Ameaças contra jornalistas

Jornalistas da Rádio Watana, uma estação emissora pertencente à igreja católica na cidade de Nacala-Porto, na província de Nampula, dizem estar a receber ameaças de pessoas desconhecidas, por alegadamente terem contribuído para a derrota da FRELIMO nas eleições autárquicas. Um jornalista daquela rádio, que pede anonimato, relata que desde o dia 12, depois do anúncio dos primeiros resultados, tem recebido "chamadas telefónicas com números privados a dizer que os jornalistas da Rádio Watana foram os culpados pela derrota da FRELIMO". "Dizem-nos que temos que ter cuidado", conta.

Ameaças semelhantes foram dirigidas a profissionais da Rádio Encontro, uma outra estação emissora da igreja católica na cidade de Nampula. No Twitter, está a circular um comunicado emitido pela Comunicação Social da África Austral em Moçambique (MISA).

RENAMO ameaça abandonar processo de paz

Ossufo Momade, coordenador interino do maior partido da oposição, a RENAMO, critica o silêncio do Presidente Filipe Nyusi em relação ao sufrágio de quarta-feira e acusa a FRELIMO de estar "a empurrar" o país para um novo ciclo de violência.

Em resposta, a FRELIMO apelou no sábado ao principal partido da oposição para que pare com "chantagens". "O processe de paz tem de andar e as chantagens políticas têm que parar", disse Caifadine Manasse, porta-voz do partido no poder, numa conferência de imprensa, em Maputo. Para a FRELIMO, o líder interino da RENAMO "está a perder uma oportunidade de se afirmar como dirigente político", fazendo com que "os moçambicanos pensem que não há progressão no pensamento da liderança da RENAMO". O porta-voz da FRELIMO atribui as ameaças à luta interna pela liderança do principal partido da oposição. "A demonstração de forças para a liderança da RENAMO" não pode ser feita envolvendo "os moçambicanos", referiu.

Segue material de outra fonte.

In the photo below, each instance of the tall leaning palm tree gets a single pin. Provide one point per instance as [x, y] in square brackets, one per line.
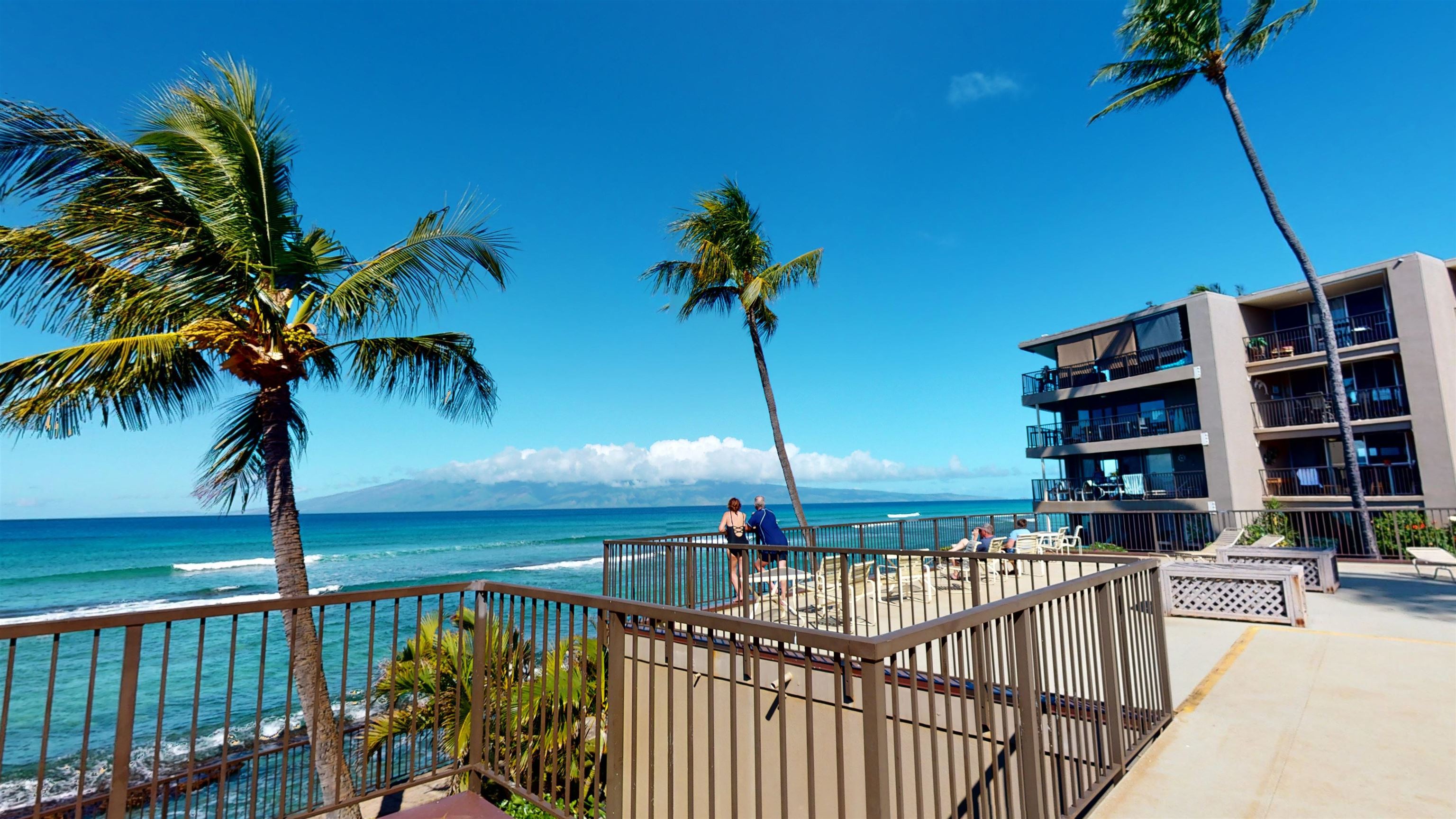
[731, 272]
[180, 264]
[1168, 44]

No sábado, Ossufo Momade emitiu um comunicado, assinado a partir da Gorongosa, em que ameaçava romper com as negociações de paz. "Perante este ambiente de violação do príncipio de livre escolha dos representantes do povo (Sufrágio Universal) e do Estado de Direito Democrático fica claro que a FRELIMO quer empurrar a RENAMO para um novo ciclo de conflito, o que não é o nosso propósito porque estamos comprometidos com a paz e o bem-estar do nosso povo". "Preocupa-nos bastante a demora da divulgação de resultados de apuramento intermédio nos municípios onde o partido RENAMO obteve a maioria, tal é o caso de Cuamba, Matola, Alto Molocue e Moatize", disse.

Contagem de votos ainda em curso

A contagem de votos continua em várias autarquias de Moçambique. Até agora, o STAE anunciou vitória da FRELIMO em 34 autarquias, da RENAMO em seis e do MDM num município (Beira). Aguarda-se que na segunda-feira (15.10) sejam publicados mais dados oficiais do sufrágio.

A missão eleitoral da Comunidade dos Países de Língua Portuguesa (CPLP) considerou em Maputo que as eleições autárquicas respeitaram "as práticas internacionais de referência", apesar de "incidentes pontuais e localizados". Também a plataforma de observação eleitoral "Sala da Paz" defendeu que o pleito foi "transparente". "Damos nota positiva à transparência do processo, porque os órgãos eleitorais começaram a dar resultados parciais e intermédios logo após o encerramento das urnas", comentou o diretor-executivo do Instituto para a Democracia Multipartidária (IMD), Hermenegildo Munjovo, um dia depois da votação.